The above should setup a file in /etc/xinetd.d that will point to the /usr/bin/clustercheck bash script.  The xinetd.d config file configures the check for requests coming to port 9200.  Upon such a connection, xinetd will call the /usr/bin/clustercheck script which queries the database using SHOW GLOBAL STATUS commands to determine whether a node is ready to receive traffic.  On a successful response, the script will return a HTTP formatted response header with code 200 and a message stating whether the node is synced or not.

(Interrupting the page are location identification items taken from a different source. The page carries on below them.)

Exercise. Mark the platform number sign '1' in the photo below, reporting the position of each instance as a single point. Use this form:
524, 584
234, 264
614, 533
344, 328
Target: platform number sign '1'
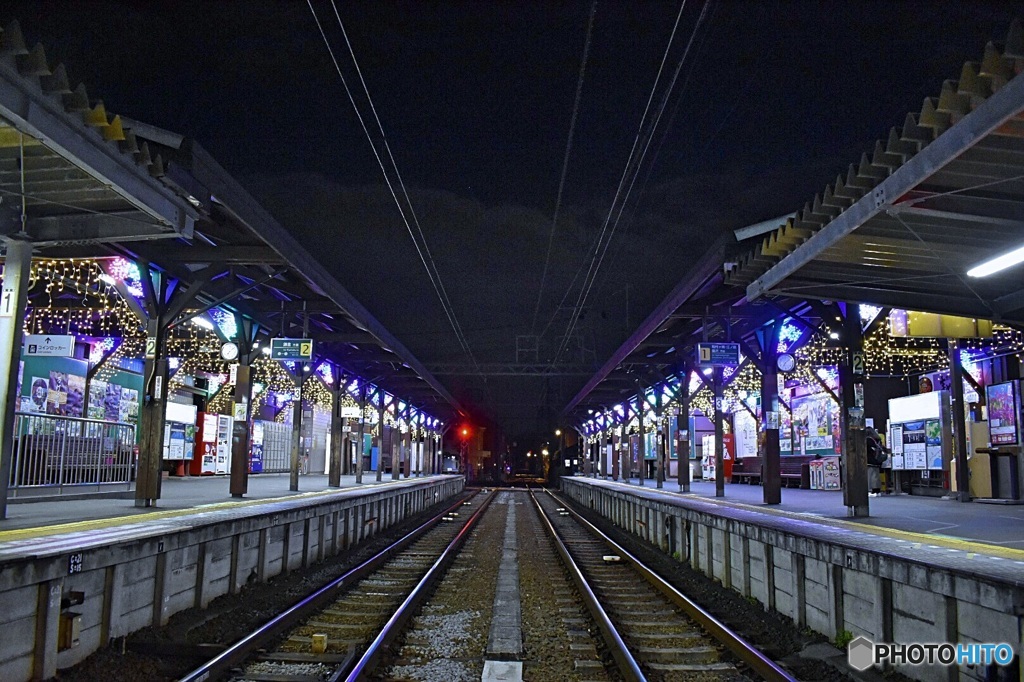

Unfortunately, there is a bug in /usr/bin/clustercheck script that can cause some connections from remote hosts to fail.  The fix is to add a “sleep 0.1” to the script in four places as noted below:

#!/bin/bash
#
# Script to make a proxy (ie HAProxy) capable of monitoring Percona XtraDB Cluster nodes properly
#
# Authors:
# Raghavendra Prabhu <raghavendra.prabhu@percona.com>
# Olaf van Zandwijk <olaf.vanzandwijk@nedap.com>
#
# Based on the original script from Unai Rodriguez and Olaf (https://github.com/olafz/percona-clustercheck)
#
# Grant privileges required:
# GRANT PROCESS ON *.* TO 'clustercheckuser'@'localhost' IDENTIFIED BY 'clustercheckpassword!';

if [[ $1 == '-h' || $1 == '--help' ]];then
  echo "Usage: $0 <user> <pass> <available_when_donor=0|1> <log_file>"
  exit
fi

MYSQL_USERNAME="${1-clustercheckuser}"
MYSQL_PASSWORD="${2-clustercheckpassword!}"
AVAILABLE_WHEN_DONOR=${3:-0}
ERR_FILE="${4:-/dev/null}"

#Timeout exists for instances where mysqld may be hung
TIMEOUT=10

#
# Perform the query to check the wsrep_local_state
#
WSREP_STATUS=`mysql -nNE --connect-timeout=$TIMEOUT --user=${MYSQL_USERNAME} --password=${MYSQL_PASSWORD} -e "SHOW STATUS LIKE 'wsrep_local_state';" 2>${ERR_FILE} | tail -1 2>>${ERR_FILE}`

if [[ "${WSREP_STATUS}" == "4" ]] || [[ "${WSREP_STATUS}" == "2" && ${AVAILABLE_WHEN_DONOR} == 1 ]]
then
  # Percona XtraDB Cluster node local state is 'Synced' => return HTTP 200
  # Shell return-code is 0
  echo -en "HTTP/1.1 200 OK\r\n"
  echo -en "Content-Type: text/plain\r\n"
  echo -en "Connection: close\r\n"
  sleep 0.1
  echo -en "Content-Length: 40\r\n"
  echo -en "\r\n"
  sleep 0.1
  echo -en "Percona XtraDB Cluster Node is synced.\r\n"
  exit 0
else
  # Percona XtraDB Cluster node local state is not 'Synced' => return HTTP 503
  # Shell return-code is 1
  echo -en "HTTP/1.1 503 Service Unavailable\r\n"
  echo -en "Content-Type: text/plain\r\n"
  echo -en "Connection: close\r\n"
  sleep 0.1
  echo -en "Content-Length: 44\r\n"
  echo -en "\r\n"
  sleep 0.1
  echo -en "Percona XtraDB Cluster Node is not synced.\r\n"
  exit 1
fi

The cluster should now be up and operational.

 

Node Testing

You can test each node locally to see if they are part of the cluster by executing the following command:

curl http://127.0.0.1:9200

If you want to check each node remotely, you can verify that all nodes are up and running properly via HTTP response:

curl http://node1:9200
curl http://node2:9200
curl http://node3:9200

This will return the following result if the node you are checking is synced with the rest of the cluster.

Percona XtraDB Cluster Node is synced.